Whenever he drives by the 74-acre development that encompasses Oakley Station and two adjacent developments, former planning commissioner Caleb Faux sees one thing: “I still see a development that to me belongs on Fields Ertel Road in Mason, not in the city of Cincinnati.” He means it is suburban, meant for driving into from far away, not for living around. For years, the former Cincinnati Milacron site seemed rich with promise; there was talk of a dense, in-filled community. Talk of a Jungle Jim’s, a village-like shopping area threaded with sidewalks where people walked. That was in the early ’00s. What we ended up with is a vista of forgettable architecture in the middle of one of the otherwise most liveable communities in Cincinnati. Critics talk of back-room shenanigans; they describe a lack of public debate about making the area fit in with the community. In the end, we got the box you can drive your tanker to.

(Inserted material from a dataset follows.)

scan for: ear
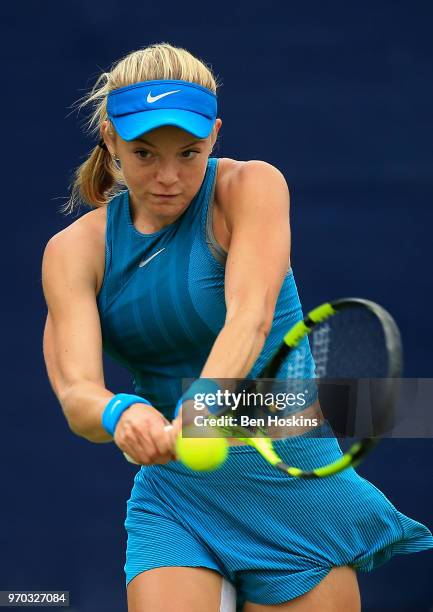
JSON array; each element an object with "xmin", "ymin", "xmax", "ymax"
[{"xmin": 101, "ymin": 119, "xmax": 116, "ymax": 156}]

“I see it as a lost opportunity,” says Faux. “We don’t have very many developable parcels inside of Cincinnati of that magnitude. We could have done a lot more with it.”


Stats
Population: 10,429 | Median Home Price: $230,900 | change since 2010: 20%


Down The Road

  • The nabe’s newest pop-up shop (and Oakley Fancy Flea regular), Gadabout Doughnuts features flavors like chocolate salted vanilla almond, blueberry lemon, and strawberry rhubarb. Owner and resident Karina Rice offers free delivery for Oakley locations and events.
  • Quince and Quinn’s grand new emporium in a former Baptist church feels more Venice Boulevard than Madison Road and offers 9,000 square feet of eclectic furniture, home goods, and accessories as well as design services.
  • Blue Manatee and Sleepy Bee co-owner Sandra Gross created Brazee Street Studios as a bright and airy urban artists’ colony devoted to glass-making, professional art studios, and gallery space on the site of an old tool and die factory.
  • The new Kroger Marketplace is a behemoth. But, says urbanologist John Yung , “there’s a long-term opportunity—those parking lots alone are so massive you might have the opportunity to gentrify them in the future on a human, walkable scale. What if we looked at that drive lane in front more as a street, and then across from it we put in a sidewalk and space for small businesses, restaurants, and apartments with a parking garage in the rear?” It starts sounding like the Oakley we know.